What is the atmosphere like?
A fun ’40s factory theme makes this one of the more lively buffet dining rooms in town.
How is the service?
Your interaction is mainly limted to the drink servers but they are friendly and quick here.
What are the prices like?
Very inexpensive with lunch only $12 and dinner from $16-18 depending on the theme.
What else do I need to know?
It can be a bit of a drive to get here, especially if going at peak traffic times.
What’s the bottom line?
Food this good and this inexpensive is worth the drive.
The buffets on The Strip have improved in quality dramatically in recent years, with the offerings at some hotels rivaling what you can find at sit-down restaurants in town. Of course that rise in quality has come with a rise in price as many of the buffets at the most popular locations approaching, and in some cases breaking, the $50 per person barrier.

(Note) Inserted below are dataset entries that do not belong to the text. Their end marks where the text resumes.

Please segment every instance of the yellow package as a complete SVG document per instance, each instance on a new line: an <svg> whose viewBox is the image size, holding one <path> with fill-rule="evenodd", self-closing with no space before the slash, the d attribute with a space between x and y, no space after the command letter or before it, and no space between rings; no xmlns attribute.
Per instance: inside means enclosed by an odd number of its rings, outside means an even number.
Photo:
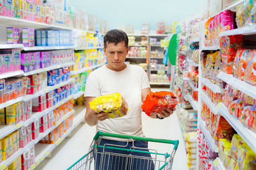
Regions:
<svg viewBox="0 0 256 170"><path fill-rule="evenodd" d="M0 109L0 125L5 124L5 108Z"/></svg>
<svg viewBox="0 0 256 170"><path fill-rule="evenodd" d="M106 113L108 118L122 117L129 110L127 102L118 93L98 96L89 103L90 107L98 113Z"/></svg>
<svg viewBox="0 0 256 170"><path fill-rule="evenodd" d="M238 148L237 165L240 169L255 169L256 154L247 144L239 146ZM245 167L247 169L245 169ZM252 168L252 169L251 169Z"/></svg>
<svg viewBox="0 0 256 170"><path fill-rule="evenodd" d="M13 153L18 151L20 148L20 136L18 131L14 131L13 134Z"/></svg>
<svg viewBox="0 0 256 170"><path fill-rule="evenodd" d="M9 170L18 170L21 169L21 156L13 162L8 166Z"/></svg>
<svg viewBox="0 0 256 170"><path fill-rule="evenodd" d="M234 134L232 137L232 140L231 143L231 150L230 154L231 157L236 162L238 162L238 146L245 143L244 142L239 135Z"/></svg>
<svg viewBox="0 0 256 170"><path fill-rule="evenodd" d="M12 154L12 137L4 137L2 141L3 146L3 160L5 160L11 156L10 153Z"/></svg>
<svg viewBox="0 0 256 170"><path fill-rule="evenodd" d="M226 139L220 139L219 140L219 157L220 159L223 161L224 150L225 148L230 148L231 144L230 142Z"/></svg>
<svg viewBox="0 0 256 170"><path fill-rule="evenodd" d="M230 148L225 148L223 153L223 165L226 169L228 169L230 166L230 159L231 158L230 155Z"/></svg>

These days you have to venture off The Strip to find high-quality buffets at inexpensive prices and one of the better examples of such an offering can be found at the Cannery hotel and casino in the northern part of town.
While their Cannery Row Buffet may not be as upscale in terms of amenities or food offerings as their Strip counterparts, neither are the prices. For $12 you can get a terrific lunch spread while non-theme night dinner is only going to run you $16, a fraction of what you’d pay at Bellagio buffet for instance.
We visited during their champagne Sunday brunch ($16) and were impressed with the wide selection of cuisines. Sure, you’ll find the standard salad bar and carving station, plus the more common ethnic varieties like Mexican and Chinese, but they also offered interesting touches like made to order omelets and a heaping pile of cocktail shrimp and crab legs.
As with most of the newer buffets the serving area is divided into stations, mostly based upon regional varieties. Menu items change daily but during our visit the Italian section had pastas, lasagna, sausages, and pizza; the Chinese section had noodle and rice dishes, egg rolls, orange chicken, and shrimp lo mein; the Mexican section had fajitas, tacos, and more; and the American section had barbecue, breakfast/brunch items, and a carving station. Throw in a huge salad and fruit bar and a truly satisfying dessert station and you’ve got the makings of a really good meal.
The room is bright and airy, done with more of the ’40s World War II era design that the rest of the hotel is done in. It’s a pleasant room and at 450 seats large enough to accommodate the crowds but not so big as to be intimidating or create long lines at the stations.
The downside to off-Strip places like this is, of course, that they are off the Strip. The Cannery is located just off Interstate 15 at Craig Road, about six miles north of Downtown. If you aren’t going at rush hour you can probably make it from The Strip in 15 minutes but that’s only going to be an option if you have a vehicle at your disposal. A cab is going to be cost prohibitive and although the buffet is good, it isn’t spectacular enough to be worth the additional money you’d spend getting here.
But I highly recommend you get off The Strip when you can to experience how the rest of Las Vegas lives. If you are in this neighborhood (it’s not too far from the Las Vegas Motor Speedway for instance) stop by and treat yourself to a good buffet at a decent price.